Podcastle Launches a Text-to-Speech Model with More than 450 AI Voices

Podcastle

Podcastle

Podcastle, a podcast recording and editing platform, has launched Asyncflow v1.0, their new AI model for text-to-speech. The release introduces more than 450 AI-generated voices, allowing users to turn text into high-quality audio narration. Additionally, Podcastle also offers an API to integrate text-to-speech features into their applications.

Podcastle founder, Arto Yeritsyan, stated that building a text-to-speech model was a long-term aim for the company. However, the high costs and extensive data requirements originally made the project difficult.

Recent advancements in large language models meant Podcastle could make significant breakthroughs, allowing the company to construct high-quality voice models without requiring large data sets. Last year, the company received $13.5 million in Series A funding, which provided critical resources for innovation.

Podcast Voices.
expand image
Credit: Podcastle
Podcast Voices.

One of Podcastle's major competitive advantages is its price. The platform charges $40 for 500 minutes of text-to-speech conversion, which is significantly lower than ElevenLabs, a top competitor that charges $99 for the same length. This cost-effectiveness is because of Podcastle's efficient training and inference algorithms, which keep operational expenses low.

Aside from text-to-speech features, Podcastle has improved its voice cloning capability. Previously, users had to read approximately 70 sentences to train the AI to replicate their voice. Now, with just a few seconds of recorded audio, users can create a highly personalized AI-generated version of their voice. This development is powered by Podcastle's unique Magic Dust AI technology, which was released last year to increase audio recording quality.

Magic Dust AI.
expand image
Credit: Podcastle
Magic Dust AI.

Initial testing of Podcastle's new AI voice model shows that, while the generated voice retains some robotic elements, it effectively replicates the speaker's tone. Podcastle assures users that the technology will continue to grow, resulting in more natural-sounding output.
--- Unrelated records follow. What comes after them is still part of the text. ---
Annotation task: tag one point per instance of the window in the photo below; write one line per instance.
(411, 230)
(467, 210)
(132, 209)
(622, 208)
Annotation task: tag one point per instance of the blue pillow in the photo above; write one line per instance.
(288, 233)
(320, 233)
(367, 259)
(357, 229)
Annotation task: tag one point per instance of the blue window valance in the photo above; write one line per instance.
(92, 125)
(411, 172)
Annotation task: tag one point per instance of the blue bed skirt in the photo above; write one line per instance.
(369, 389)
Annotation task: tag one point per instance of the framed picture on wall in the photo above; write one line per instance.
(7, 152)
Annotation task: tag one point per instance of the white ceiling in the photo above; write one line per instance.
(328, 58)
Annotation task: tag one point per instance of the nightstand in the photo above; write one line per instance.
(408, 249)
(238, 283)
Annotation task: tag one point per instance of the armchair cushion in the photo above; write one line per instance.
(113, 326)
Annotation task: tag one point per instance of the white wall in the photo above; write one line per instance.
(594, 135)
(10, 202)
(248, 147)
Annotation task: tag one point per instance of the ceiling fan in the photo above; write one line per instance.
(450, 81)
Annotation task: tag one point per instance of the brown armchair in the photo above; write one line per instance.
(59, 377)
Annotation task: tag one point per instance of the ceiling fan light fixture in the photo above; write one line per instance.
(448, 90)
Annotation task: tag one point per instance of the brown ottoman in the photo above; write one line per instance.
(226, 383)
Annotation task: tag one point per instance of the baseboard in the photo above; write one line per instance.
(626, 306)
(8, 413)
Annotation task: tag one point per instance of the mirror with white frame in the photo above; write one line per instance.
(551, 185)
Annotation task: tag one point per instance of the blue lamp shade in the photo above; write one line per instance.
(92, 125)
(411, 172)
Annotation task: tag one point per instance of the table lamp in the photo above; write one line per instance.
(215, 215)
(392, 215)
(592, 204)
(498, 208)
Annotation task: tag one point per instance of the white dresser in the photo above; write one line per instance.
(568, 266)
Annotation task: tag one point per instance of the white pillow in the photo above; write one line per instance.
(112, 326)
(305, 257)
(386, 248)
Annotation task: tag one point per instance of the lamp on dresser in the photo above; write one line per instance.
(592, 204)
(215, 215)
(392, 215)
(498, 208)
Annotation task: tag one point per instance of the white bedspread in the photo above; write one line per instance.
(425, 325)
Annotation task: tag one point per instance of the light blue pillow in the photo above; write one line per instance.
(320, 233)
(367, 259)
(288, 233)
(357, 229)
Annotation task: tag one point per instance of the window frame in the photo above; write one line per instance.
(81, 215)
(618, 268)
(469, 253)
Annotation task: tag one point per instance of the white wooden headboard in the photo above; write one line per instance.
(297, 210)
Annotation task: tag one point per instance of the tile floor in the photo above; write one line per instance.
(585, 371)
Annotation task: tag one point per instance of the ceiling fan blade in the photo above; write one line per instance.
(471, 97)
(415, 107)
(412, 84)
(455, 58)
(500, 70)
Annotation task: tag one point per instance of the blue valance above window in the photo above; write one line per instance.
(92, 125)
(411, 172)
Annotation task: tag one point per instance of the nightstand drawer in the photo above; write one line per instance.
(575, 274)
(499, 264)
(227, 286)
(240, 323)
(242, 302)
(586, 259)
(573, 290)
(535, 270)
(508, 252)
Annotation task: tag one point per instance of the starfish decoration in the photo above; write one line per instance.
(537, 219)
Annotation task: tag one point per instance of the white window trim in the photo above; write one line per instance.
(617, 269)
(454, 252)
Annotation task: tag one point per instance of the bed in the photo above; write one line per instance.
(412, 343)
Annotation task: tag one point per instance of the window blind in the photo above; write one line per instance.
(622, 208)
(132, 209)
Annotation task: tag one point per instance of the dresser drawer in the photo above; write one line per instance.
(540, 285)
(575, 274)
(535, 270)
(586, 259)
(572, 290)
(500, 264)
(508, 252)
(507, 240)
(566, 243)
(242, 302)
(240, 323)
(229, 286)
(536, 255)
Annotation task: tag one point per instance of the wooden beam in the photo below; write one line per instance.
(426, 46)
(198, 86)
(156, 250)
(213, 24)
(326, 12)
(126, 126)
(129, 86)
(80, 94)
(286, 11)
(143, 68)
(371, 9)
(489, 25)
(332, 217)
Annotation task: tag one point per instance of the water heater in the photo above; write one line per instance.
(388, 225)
Yeritsyan underlined that, in addition to cost-effectiveness, Podcastle's competitive advantage stems from its entire suite of tools for podcasting, audio, video, and AI-powered narration, all accessible via a new, user-friendly interface. While most users are currently focused on audio content creation, the demand for video production is steadily growing, positioning Podcastle as a versatile player in the digital content space.